Shooting bullets into the air is a good way to get people killed. They just become ballistics, and what goes up must come down.
South did this episode. Let’s skip to the part with the sex doll.
It’s because drones have potential to be a legitimate threat to the monopoly on violence.
If you want to sink probate yachts, underwater drones work better than airborne.
Does Yemen have a git repo with instructions?
I was driving home on the southbound 5 near Seattle, when suddenly this yacht came our of nowhere man. If it wasn’t for the old guy fucking a consenting 18 year old, I would have noticed traffic and the other guy in front of me also looking intensely at the bouncing tits.

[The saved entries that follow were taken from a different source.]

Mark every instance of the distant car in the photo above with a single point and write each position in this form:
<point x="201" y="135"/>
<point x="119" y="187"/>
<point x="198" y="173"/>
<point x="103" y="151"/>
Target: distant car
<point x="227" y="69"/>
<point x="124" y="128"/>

I propose we have a law against sexual activity for very old men who are CEOs. They should run instead and you can imagine many ways to make that very effective. Some would suggest that just a car could do it. But I disagree because we need the activities to last, and a car would be too easy. I propose a bull run. Every Saturday and Sunday and other days that may happen in between, we’ll bring old men And women, both, into a closed off street and we’ll release a bull or two in there. I figure there would be some running. Enough for television. Once its over, we bring back the bulls to pasture and give them all that is necessary for a good run every now and then.
I had an idea about a plastic sub controlled by a ps3 controller where CEOs could go check out Titanic. But I just don’t have that sort of money. I do, I mean I can find a barrel for 50 bucks but, I mean, a good go pro. Nah, too fancy. I would still to bulls, but they tend to not like it.